Thursday, October 27, 2011

Happy birthday

My dad would have been 64 today. These days, I mostly wish he could enjoy his grandchildren and struggle with the unfairness that it's impossible and selfishly mourn that I can't see him do it (or have him as an on-call pediatrician to humor all my freak-outs -- I won't lie).

My niece Mira is a ridiculously adorable mini-me of my sister. He'd eat her up. Dilan is a little me. He would have gotten his two girls (good and bad) all over again. As much as he whined about being surrounded by too much estrogen, you'd find him strolling Macy's for new clothes, purely content, as if shopping was his happy place. But equally happy watching 10 hours of football, he wanted a boy too. When I was pregnant with D and we were unknowingly saying our goodbyes, he unabashedly stated his gender preference. Well, eventually a boy came along and we now ache that he's not here to teach him that home decor is just as important as football.

Oh dear dad, what you're missing.

Your namesake Dilan is three and a half, a doting big sister, and a daily crack-up. Her determination, creativity, and graciousness put me on the floor. Her teachers say gigglebox, chatterbox, drama queen -- I'm sure that all sounds familiar.

When not at school, she pretends she is, disciplining and praising students through center time, reading, songs, potty, naps, and whatever else. If you could only hear her laugh and pretend and be silly. She makes up elaborate stories to go with her books and narrates to fake students with passion, inflection, and serious volume. She still says a lot of things wrong, and while a good parent would probably correct her, I won't. I enjoy it. Like seegergot (forgot), pomputer (computer), I don't think so (I don't know), whobout (what about) and random spanglish. Those innocently botched words in that sweet little-girl pitch will be gone on their own, leaving us only with the memory and some Flip videos we've yet to upload.

She sings sings sings. And just sits and listens to her CDs, like you. My Country Tis of Thee is her favorite song to hear. She's a horrible dancer, bouncing around flirting with head injury.

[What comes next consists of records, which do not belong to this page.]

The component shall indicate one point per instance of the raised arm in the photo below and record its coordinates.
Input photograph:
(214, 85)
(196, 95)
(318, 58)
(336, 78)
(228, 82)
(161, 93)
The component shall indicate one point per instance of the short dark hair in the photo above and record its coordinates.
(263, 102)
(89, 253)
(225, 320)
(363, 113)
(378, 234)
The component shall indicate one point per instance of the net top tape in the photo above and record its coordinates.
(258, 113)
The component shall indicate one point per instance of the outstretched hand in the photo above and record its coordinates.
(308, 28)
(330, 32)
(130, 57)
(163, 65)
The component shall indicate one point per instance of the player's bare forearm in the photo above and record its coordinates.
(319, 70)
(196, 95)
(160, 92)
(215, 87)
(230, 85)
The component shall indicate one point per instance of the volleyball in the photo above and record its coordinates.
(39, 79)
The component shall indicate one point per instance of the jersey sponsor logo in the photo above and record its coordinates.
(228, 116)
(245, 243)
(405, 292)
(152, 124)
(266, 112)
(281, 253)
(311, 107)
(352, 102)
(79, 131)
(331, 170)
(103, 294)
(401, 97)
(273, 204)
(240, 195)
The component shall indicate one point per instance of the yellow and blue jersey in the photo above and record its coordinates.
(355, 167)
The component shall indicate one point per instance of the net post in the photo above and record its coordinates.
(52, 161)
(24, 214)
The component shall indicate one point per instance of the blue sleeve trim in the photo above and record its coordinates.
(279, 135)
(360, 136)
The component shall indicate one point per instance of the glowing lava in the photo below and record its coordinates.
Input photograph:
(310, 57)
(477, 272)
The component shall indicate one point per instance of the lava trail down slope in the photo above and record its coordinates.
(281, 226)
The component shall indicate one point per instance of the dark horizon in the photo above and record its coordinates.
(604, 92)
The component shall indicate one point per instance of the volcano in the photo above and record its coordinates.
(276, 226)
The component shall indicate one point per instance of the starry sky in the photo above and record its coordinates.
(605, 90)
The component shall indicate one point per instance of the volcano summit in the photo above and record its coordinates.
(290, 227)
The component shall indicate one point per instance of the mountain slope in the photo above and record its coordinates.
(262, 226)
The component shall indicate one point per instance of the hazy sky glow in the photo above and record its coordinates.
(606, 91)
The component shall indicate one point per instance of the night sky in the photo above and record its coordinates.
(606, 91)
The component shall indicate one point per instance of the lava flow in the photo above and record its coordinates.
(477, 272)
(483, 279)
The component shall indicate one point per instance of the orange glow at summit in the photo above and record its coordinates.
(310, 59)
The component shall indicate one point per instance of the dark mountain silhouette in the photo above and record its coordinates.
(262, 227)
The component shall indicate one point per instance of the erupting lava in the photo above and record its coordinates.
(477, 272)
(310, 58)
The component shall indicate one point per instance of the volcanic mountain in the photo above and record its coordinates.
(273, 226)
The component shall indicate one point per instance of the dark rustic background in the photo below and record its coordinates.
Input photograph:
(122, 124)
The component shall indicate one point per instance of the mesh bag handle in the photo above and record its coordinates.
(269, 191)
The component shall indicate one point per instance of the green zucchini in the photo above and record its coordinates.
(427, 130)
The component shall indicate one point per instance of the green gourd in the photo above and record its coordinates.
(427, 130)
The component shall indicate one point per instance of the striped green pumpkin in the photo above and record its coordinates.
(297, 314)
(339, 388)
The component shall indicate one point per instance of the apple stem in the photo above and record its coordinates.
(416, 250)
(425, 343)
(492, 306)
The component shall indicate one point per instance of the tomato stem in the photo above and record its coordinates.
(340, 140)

I don't know how this happened. She plays doctor and uses one of the old stethoscopes you brought home for us.

She knows and understands a lot more than we give her credit for. She also knows and understands a lot less than we give her credit for. And those two facts are what make three-year-olds so delightful yet killer. That's why I lose my temper and then cry about it (probably standard for next 18 years). I'm sure you'd have my reading pile full of parenting and discipline brochures from your office. She's just three and a half, which we need to keep in mind. She teaches us patience like no other and makes our hearts happy like no other. She'll never be three and a half again. I miss it already.

And little Ravi, my squishy little pig. He's a fat chunk of love who we call Sanjay half the time. You would eat him up. He's two months old and gives away his smiles. Only post-partum hormones can make a mix of armpit and sour milk smell so delicious.

Like D, he's a grunting, hair-pulling, thumb-sucking high-maintenance snuggler. I want him to stay exactly the same (but sleep please), yet can't wait to see his babyness unfold. I'm so happy and sad at each passing moment. Like you, he seems to have taken a liking to elephants. The ones on his bouncy chair bring out the coos and flailing legs like nothing else.

At 2 months, he gurgles and squeals away. He's 12 lbs 4 oz and 22 inches -- will soon be bigger than D. I'm sure you'd be maintaining your own growth charts in some stack of table cluttering folders at home.

And Mira -- we don't get to see this doll that much, but she's a happy, smiley, compassionate, fashion-loving, snack-loving sweetie. When you catch her in the middle of something, she has a this look of concern, innocence, eagerness, confusion, and adoration all balled up into one that melts you.

You would entertain them all with your overused jokes, like calling them the wrong name (which I've been using, and yes, kids do crack-up). You would learn to use Skype to see them (or have mom do it for you). I wish I could see what else.

I can't wait to see them all get older together. Who they'll be, what they'll do together, how they'll be their own part of the family. But really, I can wait. They can take their time. Precious time. If only we all had more.

1 comments:

Garretts said...

sniff, sniff (dries keyboard)

another lovely post that i'm so glad you shared with the rest of us.

on a side note, just weeks away from jack turning four...i'm mourning his 3s. Three has been such a fun, exhausting and totally thrilling age. you are appreciating the right things. thanks for reminding me to do so too!